There was, and is, two other classes of people who also are exempt from that obligation, and they are all foreign ambassadors & representatives, and all foreign guests of the U.S. government. They cannot be drafted into the American military because they are not subject to American authority over its own. Since 1898 and a Supreme Court opinion in the case of Wong Kim Ark, “its own” includes not only its citizens but also its domiciled immigrants who’ve joined themselves to American society and are under American laws and protection.
Such foreign men, even though not naturalized into citizenship, are subject to the full requirement of the male duty to defend one’s own country even though it is not the nation of one’s subjectship or citizenship. But being as it is in reality one’s actual home, one has an actual duty to defend it.
That was not the view before that court opinion, -the one that declared that by the 14th Amendment, children of immigrants are born with American citizenship. Before that opinion, there was no settled national rule that anyone could point to that determined whether or not alien-born children were citizens of the nation, even though they were accepted as citizens within and by some of the individual states.
So today, foreign men and their foreign-born sons can be drafted, and thus are required to register with the Selective Service System between 18 and 25 even though they are not Americans.
That is because they are Americans in the sense that they are members of American society, even though not citizens, just as American women were also members of their own society but were not citizens in any real sense.
Another group are also not Americans in any real sense and they are foreign guests.

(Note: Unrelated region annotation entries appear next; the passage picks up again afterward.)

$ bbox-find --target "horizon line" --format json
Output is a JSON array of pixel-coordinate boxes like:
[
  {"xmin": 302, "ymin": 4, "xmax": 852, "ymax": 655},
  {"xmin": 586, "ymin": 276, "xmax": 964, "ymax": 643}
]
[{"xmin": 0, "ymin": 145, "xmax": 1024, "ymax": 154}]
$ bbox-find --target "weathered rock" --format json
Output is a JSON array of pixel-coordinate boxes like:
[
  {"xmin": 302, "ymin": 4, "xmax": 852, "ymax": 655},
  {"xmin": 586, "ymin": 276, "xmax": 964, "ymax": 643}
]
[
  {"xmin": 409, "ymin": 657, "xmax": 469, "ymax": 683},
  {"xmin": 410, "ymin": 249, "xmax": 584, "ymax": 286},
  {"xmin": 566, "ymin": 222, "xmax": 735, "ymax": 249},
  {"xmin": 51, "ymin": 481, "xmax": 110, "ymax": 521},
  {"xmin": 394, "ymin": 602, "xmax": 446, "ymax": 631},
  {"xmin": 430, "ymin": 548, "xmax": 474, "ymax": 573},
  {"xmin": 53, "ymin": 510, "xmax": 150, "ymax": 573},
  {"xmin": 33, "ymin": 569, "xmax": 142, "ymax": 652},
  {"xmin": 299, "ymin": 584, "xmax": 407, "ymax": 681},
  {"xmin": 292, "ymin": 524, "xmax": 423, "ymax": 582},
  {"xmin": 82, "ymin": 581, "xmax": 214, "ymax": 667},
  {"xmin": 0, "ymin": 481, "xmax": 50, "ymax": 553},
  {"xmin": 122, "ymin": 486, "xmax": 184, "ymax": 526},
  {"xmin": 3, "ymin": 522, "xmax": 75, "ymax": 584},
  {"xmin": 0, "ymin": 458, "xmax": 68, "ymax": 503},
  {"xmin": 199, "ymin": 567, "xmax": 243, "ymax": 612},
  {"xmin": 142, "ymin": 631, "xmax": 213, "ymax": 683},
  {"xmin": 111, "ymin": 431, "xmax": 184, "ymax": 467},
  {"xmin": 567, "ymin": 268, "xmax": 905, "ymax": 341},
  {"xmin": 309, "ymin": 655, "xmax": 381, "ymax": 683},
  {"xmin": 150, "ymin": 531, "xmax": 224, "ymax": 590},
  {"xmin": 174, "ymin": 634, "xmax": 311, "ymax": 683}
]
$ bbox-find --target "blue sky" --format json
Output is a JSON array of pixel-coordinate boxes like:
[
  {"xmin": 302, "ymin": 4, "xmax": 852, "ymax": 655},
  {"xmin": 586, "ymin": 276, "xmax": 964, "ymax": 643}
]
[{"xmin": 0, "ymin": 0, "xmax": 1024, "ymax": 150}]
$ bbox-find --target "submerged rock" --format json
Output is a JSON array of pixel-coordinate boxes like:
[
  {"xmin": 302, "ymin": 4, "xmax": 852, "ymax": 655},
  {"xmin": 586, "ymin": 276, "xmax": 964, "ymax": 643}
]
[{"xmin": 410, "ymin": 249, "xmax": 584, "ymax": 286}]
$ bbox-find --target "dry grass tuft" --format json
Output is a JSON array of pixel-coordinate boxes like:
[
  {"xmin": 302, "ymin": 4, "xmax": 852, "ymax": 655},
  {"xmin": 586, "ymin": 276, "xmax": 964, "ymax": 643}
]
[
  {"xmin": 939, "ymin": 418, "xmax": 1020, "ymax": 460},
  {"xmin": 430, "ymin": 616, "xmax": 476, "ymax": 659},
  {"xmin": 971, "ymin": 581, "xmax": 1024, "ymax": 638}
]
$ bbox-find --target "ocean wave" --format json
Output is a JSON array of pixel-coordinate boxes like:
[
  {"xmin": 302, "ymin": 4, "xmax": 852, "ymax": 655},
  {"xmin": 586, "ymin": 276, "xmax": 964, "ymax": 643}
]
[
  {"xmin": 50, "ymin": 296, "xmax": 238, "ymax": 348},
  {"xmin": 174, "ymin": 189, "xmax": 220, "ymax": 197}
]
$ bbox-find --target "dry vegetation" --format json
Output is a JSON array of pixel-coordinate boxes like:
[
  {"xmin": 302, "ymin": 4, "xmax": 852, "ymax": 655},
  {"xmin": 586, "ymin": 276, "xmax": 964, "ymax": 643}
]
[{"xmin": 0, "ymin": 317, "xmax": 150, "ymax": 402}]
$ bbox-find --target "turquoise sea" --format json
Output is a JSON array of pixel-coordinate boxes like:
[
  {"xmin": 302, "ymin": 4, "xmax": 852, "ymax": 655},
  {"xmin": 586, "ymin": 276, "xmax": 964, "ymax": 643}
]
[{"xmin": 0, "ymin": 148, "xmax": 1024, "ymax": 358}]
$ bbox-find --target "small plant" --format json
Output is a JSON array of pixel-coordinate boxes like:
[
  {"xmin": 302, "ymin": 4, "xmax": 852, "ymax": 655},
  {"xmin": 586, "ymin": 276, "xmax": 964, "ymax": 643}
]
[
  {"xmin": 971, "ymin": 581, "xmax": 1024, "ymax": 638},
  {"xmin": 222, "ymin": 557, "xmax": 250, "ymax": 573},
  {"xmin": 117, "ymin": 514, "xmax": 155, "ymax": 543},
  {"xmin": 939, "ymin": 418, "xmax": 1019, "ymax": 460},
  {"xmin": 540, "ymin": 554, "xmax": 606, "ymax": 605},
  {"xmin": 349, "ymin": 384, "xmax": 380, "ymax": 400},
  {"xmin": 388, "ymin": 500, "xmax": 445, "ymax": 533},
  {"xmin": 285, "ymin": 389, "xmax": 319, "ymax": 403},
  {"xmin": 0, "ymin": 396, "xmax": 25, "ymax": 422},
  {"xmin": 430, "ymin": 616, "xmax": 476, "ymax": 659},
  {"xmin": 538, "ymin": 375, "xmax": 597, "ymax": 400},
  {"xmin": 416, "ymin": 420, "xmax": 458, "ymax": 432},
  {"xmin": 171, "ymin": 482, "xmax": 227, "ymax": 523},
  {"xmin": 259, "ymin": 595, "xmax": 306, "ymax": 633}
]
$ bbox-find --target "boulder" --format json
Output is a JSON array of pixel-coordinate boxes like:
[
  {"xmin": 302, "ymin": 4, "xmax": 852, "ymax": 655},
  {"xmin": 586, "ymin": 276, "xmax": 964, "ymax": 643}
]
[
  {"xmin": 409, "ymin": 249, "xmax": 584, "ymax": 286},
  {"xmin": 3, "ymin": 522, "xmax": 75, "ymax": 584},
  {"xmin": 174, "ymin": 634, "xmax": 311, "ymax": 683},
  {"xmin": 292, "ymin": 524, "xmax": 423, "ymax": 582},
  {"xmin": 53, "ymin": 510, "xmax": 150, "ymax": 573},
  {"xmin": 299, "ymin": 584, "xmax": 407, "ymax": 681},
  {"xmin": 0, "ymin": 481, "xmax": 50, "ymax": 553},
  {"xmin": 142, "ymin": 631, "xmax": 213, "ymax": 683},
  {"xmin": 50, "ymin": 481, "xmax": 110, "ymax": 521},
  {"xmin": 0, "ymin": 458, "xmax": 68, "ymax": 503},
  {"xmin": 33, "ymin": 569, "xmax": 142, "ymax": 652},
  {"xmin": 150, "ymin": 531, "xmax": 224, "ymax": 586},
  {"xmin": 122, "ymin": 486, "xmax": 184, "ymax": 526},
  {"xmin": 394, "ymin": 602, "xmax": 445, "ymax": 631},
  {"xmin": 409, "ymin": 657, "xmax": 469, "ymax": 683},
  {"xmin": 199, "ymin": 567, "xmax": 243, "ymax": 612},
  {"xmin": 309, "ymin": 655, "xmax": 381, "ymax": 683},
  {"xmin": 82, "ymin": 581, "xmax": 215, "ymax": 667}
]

They are those visiting America or serving their government in America on a temporary basis. Such foreign guests bear a Visa Card or diplomatic credentials while foreign immigrants bear a Green Card and are permanent-resident members of the country without being citizens.
A Visa-bearing foreign man might produce a child while within American borders but through the child’s head, its father, it is not subject to the duty that he is not subject to either, which is American military service. His child is exempt because it is subject to its father’s nation, -the one where he lives and has his home. He belongs for his father’s society and may be raised there as soon as his visit to America ends.
Such a foreign father was one Barack Obama from Kenya; foreign student. He fathered a son who was subject to the British Nationality Act of 1948 but who was not subject to American sovereign authority over American citizens and immigrants.
Neither the father nor the son at birth were under any obligation to serve a nation that was not theirs and was not their home. In time the son became obligated because Kenya did not become his home, -Hawaii did and it was an American state when he was born.
Did he register with Selective Service at 18 years of age? No, he did not. He did not feel obligated to do so since he was only partly American, -but also Kenyan, and Indonesian by adoption.
But when he was born, by the 14th Amendment and its true meaning of what being subject to the United States was when the amendment was written, -or even by what it meant under the illegitimate expansion of its meaning to include immigrants by the Supreme Court in 1898, Barack Jr. was not born possessing 14th Amendment citizenship because his father was not an American nor an immigrant but merely a foreign guest.
And as far as anyone knows, his status has never changed, although he may have gone through the naturalization process, -unbeknown to everyone since it would remove all ignorant doubt that he was not born as an American citizen, and as such could not possibly be considered to be a “natural born citizen” as the Constitution requires of all Presidents and Vice-Presidents.